I've been looking at some performance issues on a clustered virtual machine in our organisation. Actually this problem seems to affect most of the virtual machines I have looked at. Both host and VM are 2008R2 with SP1.
I believe - from what I have read in various articles and advice I have been given - that I/O latency is the most important metric to be looking at. I've looked at this metric in three different places:
- LUN latency on the storage appliance
- Logical disk average sec/write and average sec/read on the Hyper-v host
- The same as above, but on the virtual machines themselves
This is in an effort to narrow down the source of any latency that might be happening. Sure enough, this is what I found....

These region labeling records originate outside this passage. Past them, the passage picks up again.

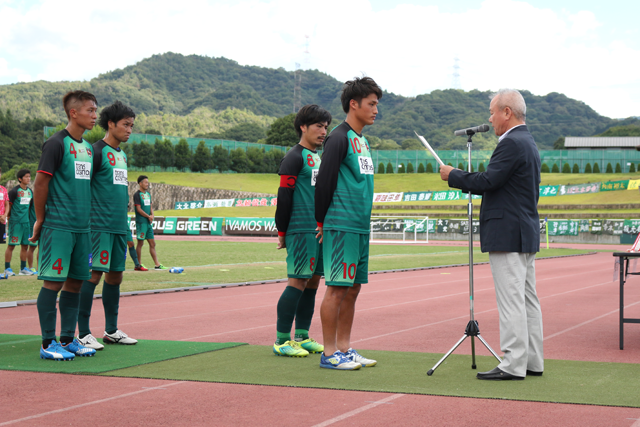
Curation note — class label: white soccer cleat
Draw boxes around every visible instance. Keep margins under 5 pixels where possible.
[102,329,138,345]
[78,334,104,350]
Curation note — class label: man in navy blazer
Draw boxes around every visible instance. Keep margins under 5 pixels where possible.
[440,89,544,380]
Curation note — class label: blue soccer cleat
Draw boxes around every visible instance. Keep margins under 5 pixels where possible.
[40,340,76,360]
[320,351,362,371]
[62,338,96,357]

What I'm seeing is what I would consider to be acceptable latency (3-15ms) on the LUNs, up to 20ms (still acceptable) on the Hyper-V host. When I look at the same metrics on a VM I'm seeing regular spikes of up to 300ms for up to 10 seconds at a time and an average of about 20-30ms.

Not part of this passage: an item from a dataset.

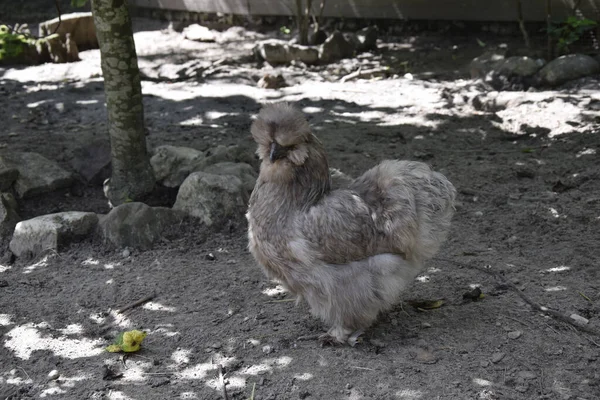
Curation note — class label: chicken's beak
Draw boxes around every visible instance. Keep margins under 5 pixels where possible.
[269,142,287,162]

This particular VM is a SQL server, but the same applies to non-SQL servers too. The relevant exceptions are added to our AV solution to avoid on-access scanning of DB files. Also, our VHDs are of a fixed size as opposed to dynamically expanding.
So for my question:
What are the likely causes of this latency, and/or what other metrics could I be using within the VM (or even on the Host) to narrow this down?

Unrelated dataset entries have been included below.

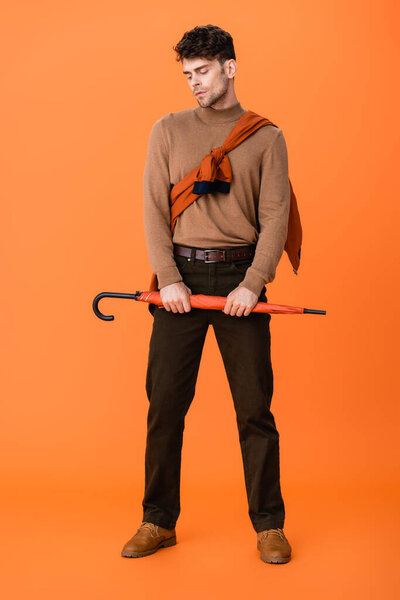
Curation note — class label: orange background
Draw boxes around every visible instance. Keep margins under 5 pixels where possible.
[0,0,400,600]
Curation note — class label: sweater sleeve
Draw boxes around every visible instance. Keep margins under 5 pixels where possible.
[143,118,183,289]
[239,130,290,296]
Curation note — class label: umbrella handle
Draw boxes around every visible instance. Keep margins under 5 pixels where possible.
[92,292,143,321]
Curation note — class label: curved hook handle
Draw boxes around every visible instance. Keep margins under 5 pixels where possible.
[92,292,142,321]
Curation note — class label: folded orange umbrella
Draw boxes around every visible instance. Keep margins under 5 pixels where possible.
[93,291,326,321]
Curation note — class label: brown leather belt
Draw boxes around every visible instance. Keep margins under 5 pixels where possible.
[174,244,256,263]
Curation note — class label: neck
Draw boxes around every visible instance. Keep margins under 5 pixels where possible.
[194,101,246,123]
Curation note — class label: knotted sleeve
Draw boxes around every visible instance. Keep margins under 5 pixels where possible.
[239,130,290,295]
[143,118,182,289]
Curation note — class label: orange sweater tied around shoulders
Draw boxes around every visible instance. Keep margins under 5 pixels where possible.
[149,110,302,291]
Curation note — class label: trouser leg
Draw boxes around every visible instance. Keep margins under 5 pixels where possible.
[212,286,285,532]
[142,308,209,529]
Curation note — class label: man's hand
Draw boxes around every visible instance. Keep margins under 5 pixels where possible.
[223,286,258,317]
[160,281,192,313]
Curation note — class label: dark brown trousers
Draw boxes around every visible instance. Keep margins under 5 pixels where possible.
[142,244,285,532]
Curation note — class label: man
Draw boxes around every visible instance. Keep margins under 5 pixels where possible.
[122,25,291,563]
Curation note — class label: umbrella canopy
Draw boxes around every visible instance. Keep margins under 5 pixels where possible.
[93,291,326,321]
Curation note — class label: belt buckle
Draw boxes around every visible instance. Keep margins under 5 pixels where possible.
[204,248,226,263]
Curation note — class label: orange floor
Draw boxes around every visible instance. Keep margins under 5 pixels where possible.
[1,481,400,600]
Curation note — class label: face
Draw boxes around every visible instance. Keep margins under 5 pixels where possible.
[182,58,235,106]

Measuring time within a VM can be problematic, as the virtual processors don't execute continuously. If you want to get a clear view of what's actually happening, use Performance Monitor in the management OS. Look for Hyper-V Virtual Storage Device. You can correlate that with data from Resource Monitor, too, to see what's contending for access to the disks.
In general, the response time of a particular VHD will have everything to do with what else is happening on the volume hosting that VHD.
Your 'disk latency' on the VM could be CPU latency on the host since the host has to use CPU cycles for IO requests.
Is the host heavily loaded overall? Or is it just running a lot of VMs? Not sure what the hyper-v equivalent, but the VMWare metric is CPU ready time - basically how often is the VM waiting on the host to run.